Tra queste si supponeva vi fosse l'asportazione dell'immagine della parte centrale. Dal recente restauro è emerso che la doratura della parte centrale è contemporanea alle altre parti, quindi la reliquia lignea della S. Croce non fu una aggiunta avvenuta posteriore. Ciò fa pensare che questa opera fosse la pala dell'altare della S. Croce consacrato il 2 maggio 1344. Tra le modifiche avvenute con certezza vi è la perdita delle cimase costituite da una immagine centrale raffigurante probabilmente una crocifissione e due cuspidi disposte lateralmente, che potrebbero essere identificate con quelle presenti presso il Wadswuorth Atheneum di Hartford, attribuite appunto a Paolo Veneziano e provenienti dalla antica collezione bolognese Gozzadini. Esse rappresentano l'Angelo annunziante e la Vergine annunziata. Una ulteriore manipolazione avvenne quando il registro superiore fu disposto alla base del polittico per poter sovrapporre a quest'opera il polittico di Jacopo di Paolo (datato 1420 c.) creando così un insieme privo di uniformità e stilisticamente sgrammaticato. Non si può escludere che sia stato in occasione di questa modifica che si siano eliminate le cimase.

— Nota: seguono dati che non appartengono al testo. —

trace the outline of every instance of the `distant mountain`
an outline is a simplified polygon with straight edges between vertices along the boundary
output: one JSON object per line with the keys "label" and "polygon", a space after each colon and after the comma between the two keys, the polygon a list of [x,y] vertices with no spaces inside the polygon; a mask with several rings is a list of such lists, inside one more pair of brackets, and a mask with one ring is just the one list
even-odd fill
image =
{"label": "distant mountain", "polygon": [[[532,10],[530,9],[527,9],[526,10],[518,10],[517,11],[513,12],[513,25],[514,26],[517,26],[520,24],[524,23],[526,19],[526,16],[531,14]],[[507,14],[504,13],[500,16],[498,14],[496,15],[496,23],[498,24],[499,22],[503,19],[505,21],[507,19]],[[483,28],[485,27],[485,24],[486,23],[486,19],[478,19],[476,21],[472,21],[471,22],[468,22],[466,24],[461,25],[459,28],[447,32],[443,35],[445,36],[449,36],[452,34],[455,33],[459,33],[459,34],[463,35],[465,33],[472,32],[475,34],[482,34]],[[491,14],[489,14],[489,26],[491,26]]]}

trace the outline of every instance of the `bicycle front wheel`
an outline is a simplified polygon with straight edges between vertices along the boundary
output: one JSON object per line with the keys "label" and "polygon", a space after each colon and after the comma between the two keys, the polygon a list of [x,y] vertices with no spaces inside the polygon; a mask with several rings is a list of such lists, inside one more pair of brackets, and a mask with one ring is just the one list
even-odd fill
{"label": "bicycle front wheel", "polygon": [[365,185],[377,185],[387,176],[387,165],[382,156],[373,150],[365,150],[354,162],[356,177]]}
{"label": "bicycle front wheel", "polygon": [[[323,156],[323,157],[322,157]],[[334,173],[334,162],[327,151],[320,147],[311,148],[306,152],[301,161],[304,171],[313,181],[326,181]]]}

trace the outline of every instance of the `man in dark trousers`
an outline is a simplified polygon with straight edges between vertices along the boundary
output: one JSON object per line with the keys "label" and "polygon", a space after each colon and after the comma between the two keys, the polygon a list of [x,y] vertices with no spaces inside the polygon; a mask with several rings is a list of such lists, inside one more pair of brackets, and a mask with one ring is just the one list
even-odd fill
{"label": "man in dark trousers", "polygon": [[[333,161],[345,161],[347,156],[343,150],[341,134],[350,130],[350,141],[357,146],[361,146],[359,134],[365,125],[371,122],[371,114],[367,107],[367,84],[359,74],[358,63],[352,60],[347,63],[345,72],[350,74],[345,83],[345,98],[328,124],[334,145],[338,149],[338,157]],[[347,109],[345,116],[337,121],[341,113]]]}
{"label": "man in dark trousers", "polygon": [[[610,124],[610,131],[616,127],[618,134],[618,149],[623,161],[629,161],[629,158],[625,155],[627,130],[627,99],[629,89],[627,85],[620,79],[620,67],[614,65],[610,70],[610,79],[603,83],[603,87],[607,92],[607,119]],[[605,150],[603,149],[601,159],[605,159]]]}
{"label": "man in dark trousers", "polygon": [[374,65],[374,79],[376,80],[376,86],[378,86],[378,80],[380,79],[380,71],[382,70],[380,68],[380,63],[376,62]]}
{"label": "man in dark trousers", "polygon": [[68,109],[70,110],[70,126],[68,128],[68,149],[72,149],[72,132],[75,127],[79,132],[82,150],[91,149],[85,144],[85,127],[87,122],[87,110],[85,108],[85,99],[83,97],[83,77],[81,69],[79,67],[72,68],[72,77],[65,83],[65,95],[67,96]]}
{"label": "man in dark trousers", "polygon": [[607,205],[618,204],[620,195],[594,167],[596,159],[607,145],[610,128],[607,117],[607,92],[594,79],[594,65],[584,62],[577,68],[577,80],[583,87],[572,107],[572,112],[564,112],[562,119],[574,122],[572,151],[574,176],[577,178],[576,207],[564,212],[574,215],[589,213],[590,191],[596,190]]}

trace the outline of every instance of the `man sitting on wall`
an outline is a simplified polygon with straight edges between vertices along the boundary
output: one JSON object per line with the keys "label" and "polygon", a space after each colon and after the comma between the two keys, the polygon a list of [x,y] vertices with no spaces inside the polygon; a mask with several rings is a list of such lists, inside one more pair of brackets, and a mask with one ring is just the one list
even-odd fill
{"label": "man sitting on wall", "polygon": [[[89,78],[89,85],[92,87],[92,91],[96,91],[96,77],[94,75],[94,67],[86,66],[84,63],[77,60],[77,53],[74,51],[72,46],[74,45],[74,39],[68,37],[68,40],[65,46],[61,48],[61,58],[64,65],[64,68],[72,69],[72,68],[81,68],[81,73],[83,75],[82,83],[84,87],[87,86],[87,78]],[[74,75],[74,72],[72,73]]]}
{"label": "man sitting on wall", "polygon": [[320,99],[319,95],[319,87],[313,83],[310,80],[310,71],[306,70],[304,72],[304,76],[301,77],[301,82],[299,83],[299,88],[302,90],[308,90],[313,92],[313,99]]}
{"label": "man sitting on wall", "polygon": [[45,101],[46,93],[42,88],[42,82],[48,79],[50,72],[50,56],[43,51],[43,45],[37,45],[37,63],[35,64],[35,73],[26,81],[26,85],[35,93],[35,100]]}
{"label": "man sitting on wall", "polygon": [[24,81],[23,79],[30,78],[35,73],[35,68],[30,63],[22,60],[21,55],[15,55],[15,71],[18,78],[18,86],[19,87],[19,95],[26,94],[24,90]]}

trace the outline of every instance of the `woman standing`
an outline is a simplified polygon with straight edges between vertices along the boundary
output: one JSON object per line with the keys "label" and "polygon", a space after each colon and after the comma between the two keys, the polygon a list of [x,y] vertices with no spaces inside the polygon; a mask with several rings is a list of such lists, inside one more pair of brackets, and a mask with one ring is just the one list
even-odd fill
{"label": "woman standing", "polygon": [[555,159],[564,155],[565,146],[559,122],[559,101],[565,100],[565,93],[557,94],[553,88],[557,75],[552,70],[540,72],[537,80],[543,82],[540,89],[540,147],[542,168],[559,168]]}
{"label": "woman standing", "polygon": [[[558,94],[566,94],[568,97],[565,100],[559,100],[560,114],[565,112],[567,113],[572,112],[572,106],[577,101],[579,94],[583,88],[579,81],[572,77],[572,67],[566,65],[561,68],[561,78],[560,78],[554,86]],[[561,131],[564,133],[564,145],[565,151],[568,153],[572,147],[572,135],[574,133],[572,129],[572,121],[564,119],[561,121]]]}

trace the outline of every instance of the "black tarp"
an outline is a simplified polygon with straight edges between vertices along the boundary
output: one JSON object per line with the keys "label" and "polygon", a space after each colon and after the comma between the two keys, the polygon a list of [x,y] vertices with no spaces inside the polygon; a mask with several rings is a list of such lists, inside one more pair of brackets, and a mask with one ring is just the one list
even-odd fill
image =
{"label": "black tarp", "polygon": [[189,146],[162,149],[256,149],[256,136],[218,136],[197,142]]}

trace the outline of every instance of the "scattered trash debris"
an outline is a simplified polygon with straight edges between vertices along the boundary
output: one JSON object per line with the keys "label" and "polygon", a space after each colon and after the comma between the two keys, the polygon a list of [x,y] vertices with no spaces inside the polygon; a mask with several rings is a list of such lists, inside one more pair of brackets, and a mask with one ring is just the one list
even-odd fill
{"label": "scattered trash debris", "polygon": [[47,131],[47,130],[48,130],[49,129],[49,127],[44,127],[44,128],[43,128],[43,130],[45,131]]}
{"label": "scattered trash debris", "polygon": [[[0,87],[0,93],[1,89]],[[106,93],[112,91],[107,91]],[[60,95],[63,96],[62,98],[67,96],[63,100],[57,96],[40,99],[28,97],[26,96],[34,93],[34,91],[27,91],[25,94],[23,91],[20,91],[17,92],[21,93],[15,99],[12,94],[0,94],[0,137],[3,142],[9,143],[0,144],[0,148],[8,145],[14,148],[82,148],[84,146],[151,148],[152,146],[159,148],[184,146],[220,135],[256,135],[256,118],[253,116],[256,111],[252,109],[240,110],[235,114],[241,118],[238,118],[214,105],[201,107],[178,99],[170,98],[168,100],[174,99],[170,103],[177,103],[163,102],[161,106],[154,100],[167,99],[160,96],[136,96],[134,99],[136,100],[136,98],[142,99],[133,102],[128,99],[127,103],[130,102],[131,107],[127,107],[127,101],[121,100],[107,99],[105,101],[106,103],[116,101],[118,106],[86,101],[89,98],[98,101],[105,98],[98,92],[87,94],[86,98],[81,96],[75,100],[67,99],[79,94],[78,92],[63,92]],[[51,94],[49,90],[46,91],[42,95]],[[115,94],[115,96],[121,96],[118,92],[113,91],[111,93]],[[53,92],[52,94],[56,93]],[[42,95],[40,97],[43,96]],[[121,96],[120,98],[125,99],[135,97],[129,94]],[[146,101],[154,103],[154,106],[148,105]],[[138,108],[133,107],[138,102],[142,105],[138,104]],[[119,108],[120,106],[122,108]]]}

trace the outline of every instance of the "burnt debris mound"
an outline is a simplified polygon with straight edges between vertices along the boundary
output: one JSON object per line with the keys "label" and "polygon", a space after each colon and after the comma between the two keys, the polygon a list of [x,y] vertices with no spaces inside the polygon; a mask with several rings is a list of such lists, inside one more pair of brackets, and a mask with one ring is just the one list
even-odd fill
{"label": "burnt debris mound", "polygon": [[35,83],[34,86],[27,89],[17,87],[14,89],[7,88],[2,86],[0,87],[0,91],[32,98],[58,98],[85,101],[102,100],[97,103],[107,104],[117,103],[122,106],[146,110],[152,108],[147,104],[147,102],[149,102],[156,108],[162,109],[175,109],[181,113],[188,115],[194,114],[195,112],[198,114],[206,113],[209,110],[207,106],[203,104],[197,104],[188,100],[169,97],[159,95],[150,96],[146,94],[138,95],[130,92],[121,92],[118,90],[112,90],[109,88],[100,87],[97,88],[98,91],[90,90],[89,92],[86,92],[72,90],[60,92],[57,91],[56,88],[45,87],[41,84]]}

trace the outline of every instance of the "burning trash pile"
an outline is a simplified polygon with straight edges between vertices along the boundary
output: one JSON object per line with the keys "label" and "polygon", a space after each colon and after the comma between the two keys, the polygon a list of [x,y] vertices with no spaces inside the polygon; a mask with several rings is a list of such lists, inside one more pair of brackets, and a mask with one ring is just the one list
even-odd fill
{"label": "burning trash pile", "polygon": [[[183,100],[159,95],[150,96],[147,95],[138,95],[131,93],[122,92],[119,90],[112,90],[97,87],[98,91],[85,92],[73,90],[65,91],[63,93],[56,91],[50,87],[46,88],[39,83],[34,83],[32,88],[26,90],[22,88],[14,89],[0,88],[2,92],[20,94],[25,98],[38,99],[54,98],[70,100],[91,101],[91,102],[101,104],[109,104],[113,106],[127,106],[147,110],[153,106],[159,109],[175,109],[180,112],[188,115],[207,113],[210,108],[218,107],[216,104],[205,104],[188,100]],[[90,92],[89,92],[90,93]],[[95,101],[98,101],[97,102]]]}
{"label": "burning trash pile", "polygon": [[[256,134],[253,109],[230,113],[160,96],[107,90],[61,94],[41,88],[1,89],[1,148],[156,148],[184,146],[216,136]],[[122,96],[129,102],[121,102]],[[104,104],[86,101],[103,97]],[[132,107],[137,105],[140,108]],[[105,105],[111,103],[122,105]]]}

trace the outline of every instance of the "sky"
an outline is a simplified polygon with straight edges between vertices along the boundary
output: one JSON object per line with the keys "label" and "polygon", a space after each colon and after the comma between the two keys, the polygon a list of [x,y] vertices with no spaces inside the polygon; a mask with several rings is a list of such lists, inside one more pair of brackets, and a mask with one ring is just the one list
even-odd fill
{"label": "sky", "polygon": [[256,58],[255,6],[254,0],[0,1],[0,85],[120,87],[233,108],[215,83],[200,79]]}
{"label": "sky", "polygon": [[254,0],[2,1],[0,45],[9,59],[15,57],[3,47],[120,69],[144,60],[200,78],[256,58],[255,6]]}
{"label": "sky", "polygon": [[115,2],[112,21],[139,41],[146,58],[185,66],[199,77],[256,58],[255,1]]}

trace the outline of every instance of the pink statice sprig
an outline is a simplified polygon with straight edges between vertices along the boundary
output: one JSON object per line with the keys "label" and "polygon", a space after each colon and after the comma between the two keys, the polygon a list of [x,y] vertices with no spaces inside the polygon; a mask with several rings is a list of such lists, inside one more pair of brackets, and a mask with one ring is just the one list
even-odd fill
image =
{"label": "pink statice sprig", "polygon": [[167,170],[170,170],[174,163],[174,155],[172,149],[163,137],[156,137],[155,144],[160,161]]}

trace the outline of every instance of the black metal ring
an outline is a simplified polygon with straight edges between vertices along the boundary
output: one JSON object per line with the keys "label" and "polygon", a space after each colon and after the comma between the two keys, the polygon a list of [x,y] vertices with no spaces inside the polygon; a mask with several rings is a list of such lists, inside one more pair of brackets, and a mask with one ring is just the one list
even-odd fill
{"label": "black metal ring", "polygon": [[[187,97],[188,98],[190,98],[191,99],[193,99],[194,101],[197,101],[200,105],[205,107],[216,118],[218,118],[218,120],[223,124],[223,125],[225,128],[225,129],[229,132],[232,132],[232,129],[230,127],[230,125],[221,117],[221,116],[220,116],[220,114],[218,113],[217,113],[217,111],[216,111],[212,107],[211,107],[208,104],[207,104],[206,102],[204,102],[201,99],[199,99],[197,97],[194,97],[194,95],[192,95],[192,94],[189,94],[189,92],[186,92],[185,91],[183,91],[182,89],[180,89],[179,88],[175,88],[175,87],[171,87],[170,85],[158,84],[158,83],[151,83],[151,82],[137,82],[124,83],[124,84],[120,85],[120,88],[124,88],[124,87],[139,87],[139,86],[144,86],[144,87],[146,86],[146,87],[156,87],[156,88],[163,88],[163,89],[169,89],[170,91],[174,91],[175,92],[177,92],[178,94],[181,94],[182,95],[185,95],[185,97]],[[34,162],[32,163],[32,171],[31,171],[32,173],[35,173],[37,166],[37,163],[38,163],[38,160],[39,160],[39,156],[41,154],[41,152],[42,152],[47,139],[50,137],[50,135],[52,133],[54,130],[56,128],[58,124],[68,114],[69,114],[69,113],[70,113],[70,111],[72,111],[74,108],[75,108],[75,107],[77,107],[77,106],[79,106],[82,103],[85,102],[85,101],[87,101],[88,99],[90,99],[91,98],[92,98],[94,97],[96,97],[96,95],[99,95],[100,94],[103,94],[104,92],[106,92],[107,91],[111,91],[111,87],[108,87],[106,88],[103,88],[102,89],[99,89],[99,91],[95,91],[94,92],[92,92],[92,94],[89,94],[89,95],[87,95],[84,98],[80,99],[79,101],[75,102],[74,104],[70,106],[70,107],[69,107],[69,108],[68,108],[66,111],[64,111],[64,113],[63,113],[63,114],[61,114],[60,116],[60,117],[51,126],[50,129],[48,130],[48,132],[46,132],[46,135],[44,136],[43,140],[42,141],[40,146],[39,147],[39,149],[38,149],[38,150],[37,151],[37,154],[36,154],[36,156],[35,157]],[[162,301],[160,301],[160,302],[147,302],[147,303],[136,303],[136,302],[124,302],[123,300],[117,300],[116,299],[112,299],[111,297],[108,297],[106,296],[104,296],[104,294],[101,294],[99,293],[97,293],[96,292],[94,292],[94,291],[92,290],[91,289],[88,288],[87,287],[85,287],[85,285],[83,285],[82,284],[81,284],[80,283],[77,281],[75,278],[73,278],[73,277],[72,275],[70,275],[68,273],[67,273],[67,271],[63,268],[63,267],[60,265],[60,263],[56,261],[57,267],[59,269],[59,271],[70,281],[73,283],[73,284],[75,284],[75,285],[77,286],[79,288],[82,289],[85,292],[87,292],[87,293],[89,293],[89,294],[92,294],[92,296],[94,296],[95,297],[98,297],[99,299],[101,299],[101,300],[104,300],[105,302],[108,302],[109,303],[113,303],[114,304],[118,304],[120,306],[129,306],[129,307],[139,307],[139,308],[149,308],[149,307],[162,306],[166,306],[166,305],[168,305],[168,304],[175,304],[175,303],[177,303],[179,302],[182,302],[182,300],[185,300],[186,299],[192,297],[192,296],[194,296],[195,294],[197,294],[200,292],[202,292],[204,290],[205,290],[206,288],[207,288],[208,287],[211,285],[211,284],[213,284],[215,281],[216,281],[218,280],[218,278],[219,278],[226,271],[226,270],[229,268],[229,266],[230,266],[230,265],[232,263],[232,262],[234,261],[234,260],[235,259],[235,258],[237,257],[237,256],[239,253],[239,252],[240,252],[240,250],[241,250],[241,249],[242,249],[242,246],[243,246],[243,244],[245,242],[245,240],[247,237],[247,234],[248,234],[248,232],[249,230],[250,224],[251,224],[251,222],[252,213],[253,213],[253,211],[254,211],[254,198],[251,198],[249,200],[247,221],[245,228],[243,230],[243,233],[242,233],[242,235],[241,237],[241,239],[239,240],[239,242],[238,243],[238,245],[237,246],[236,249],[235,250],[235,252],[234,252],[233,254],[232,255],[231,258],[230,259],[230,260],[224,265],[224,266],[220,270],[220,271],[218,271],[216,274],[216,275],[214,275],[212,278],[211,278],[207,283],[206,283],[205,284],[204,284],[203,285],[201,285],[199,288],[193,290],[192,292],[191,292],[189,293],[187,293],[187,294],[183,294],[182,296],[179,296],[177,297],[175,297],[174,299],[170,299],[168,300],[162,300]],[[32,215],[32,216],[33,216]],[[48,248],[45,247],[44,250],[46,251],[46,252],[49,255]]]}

E' questa l'opera più elevata di Paolo Veneziano nella quale è possibile riscontrare la purezza del classicismo bizantino ravvivato da rinascenti vene di temperamento gotico. All'interno di questo insieme, la raffigurazione di S. Giorgio è sicuramente il migliore brano di tutta l'opera di questo autore. Infine un'ultima considerazione sulla iconografia, che è qui fortemente agostiniana, non solamente per la presenza di S. Agostino posto nel registro intermedio a sinistra ed a corpo intero, ma in particolar modo per la presenza fondamentale di S. Nicola da Tolentino. Questo santo agostiniano domina il registro inferiore essendo presente in ben tre scene disposte centralmente. In esse sono ripresi tre miracoli descritti nel processo di canonizzazione avvenuto nel 1325 e rappresentano la liberazione di un prigioniero legato mentre viene derubato, la rianimazione di pernici arrostite con le quali i confratelli volevano nutrirlo durante la malattia ed in fine S. Nicola che celebra la Messa in suffragio delle anime del purgatorio e delle quali è intercessore particolare.
Altri sono le opere medievali in S. Giacomo Maggiore, come le Storie di S. Maria Egiziaca, la Battaglia di Clavijo e le pitture delle arche sepolcrali esterne, ora staccate e conservate all'interno nel peribolo (Per la chiesa di S. Giacomo Maggiore vedi in Il tempio di S. Giacomo Maggiore, op. cit., come anche in F. Cruciani, S. Giacomo Maggiore in Bologna, Bologna 1971 e in M. Fanti, C. Degli Esposti, E. Stivani, La chiesa di S. Giacomo Maggiore in Bologna, Bologna 1998).